Abcdin
- Type: Public
- Industry: Housewares
- Founded: Santiago de Chile (1950)
- Headquarters: Santiago de Chile
- Website: www.abcdin.cl

= Abcdin =

Abcdin (AW-Beh-CEH-Deen) is a Chilean homewares chain. It was founded in 1950 as a subsidiary of Copec. Today, it is owned by Yaconí-Santa Cruz.

==History==

===Early years (1950-1995)===
During the 1950s to promote the use of natural gas Empresas Copec began to sell products that needed natural gas such as stoves and heaters. In 1966 formal retail sales at ABC began under the name Abastible ("supplier"). The company sold Línea Blanca ("white line") products and appliances.

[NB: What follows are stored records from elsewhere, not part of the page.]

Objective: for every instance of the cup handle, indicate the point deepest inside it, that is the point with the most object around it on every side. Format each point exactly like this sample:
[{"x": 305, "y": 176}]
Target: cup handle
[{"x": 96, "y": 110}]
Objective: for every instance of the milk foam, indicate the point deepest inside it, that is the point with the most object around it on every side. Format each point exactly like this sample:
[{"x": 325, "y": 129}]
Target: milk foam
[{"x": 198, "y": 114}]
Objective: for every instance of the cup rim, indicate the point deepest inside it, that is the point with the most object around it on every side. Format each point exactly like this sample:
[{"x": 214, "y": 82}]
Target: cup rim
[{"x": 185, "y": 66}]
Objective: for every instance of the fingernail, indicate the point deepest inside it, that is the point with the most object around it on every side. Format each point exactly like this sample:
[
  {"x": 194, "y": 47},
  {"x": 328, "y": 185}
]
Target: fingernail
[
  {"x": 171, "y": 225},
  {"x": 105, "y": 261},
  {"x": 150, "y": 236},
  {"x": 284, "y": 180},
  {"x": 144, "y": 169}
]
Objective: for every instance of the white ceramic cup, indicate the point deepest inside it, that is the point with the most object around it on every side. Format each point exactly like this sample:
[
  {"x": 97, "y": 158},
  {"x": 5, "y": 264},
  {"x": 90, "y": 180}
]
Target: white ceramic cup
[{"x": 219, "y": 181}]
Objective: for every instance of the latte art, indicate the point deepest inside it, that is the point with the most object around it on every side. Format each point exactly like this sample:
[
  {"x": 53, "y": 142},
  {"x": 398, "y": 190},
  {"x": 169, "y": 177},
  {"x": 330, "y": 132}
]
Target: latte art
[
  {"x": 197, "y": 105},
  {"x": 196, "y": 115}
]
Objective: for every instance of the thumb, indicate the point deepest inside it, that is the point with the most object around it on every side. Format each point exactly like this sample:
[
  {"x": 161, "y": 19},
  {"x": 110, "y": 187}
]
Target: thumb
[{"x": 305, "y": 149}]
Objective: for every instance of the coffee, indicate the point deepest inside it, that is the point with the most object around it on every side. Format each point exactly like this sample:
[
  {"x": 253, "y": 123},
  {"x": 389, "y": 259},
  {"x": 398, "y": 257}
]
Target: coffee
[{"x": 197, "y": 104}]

In 1976, the private holding company Abastecedora de Combustibles Comercial Limitada ("Commercial Fuel Supplier Limited") created as the household products and homewares retail division and was subsequently renamed ABC. In from 1982 to 1989 ABC operation began an independent venture under the name ABC Comercial Ltda. ("ABC Commercial Ltd."); In 1989 the Tarjeta ABC credit card is launched to help customers finance purchases. The stores were also rebranded Supertiendas ABC ("ABC superstores") a moniker that would last until 1996.

===Expansion (1996-present)===

In 1996, the supertiendas was dropped from the name in favor of simply ABC again along with a new slogan Sabemos Más ("We know more")

That same year the company lost its first place for sales in the home goods sector due to the acquisition by part of Equs' DIN stores division that sold appliances, "white line", electronics, and furniture.

In 2005, Empresas Copec sold Grupo Yaconi-Santa Cruz, the owner for Din stores to ABC Comercial Ltda. including retail and credit divisions.

In 2006, after merging their finance divisions with Din the company's corporate slogan was changed to «El abc de la tecnología» "The abc of technology" a tagline maintained until the official merger of the retail division.

in 2008, both brands were merged into "abcdín" and the slogan was changed to «Sólo por ti» ("Just for you") with Stefan Kramer leading the first ad campaign.

In 2009, Abcdin changed its slogan back to the original Supertiendas ABC catchphrase «El abc de la Economía», but later change it again to «La felicidad cuesta menos».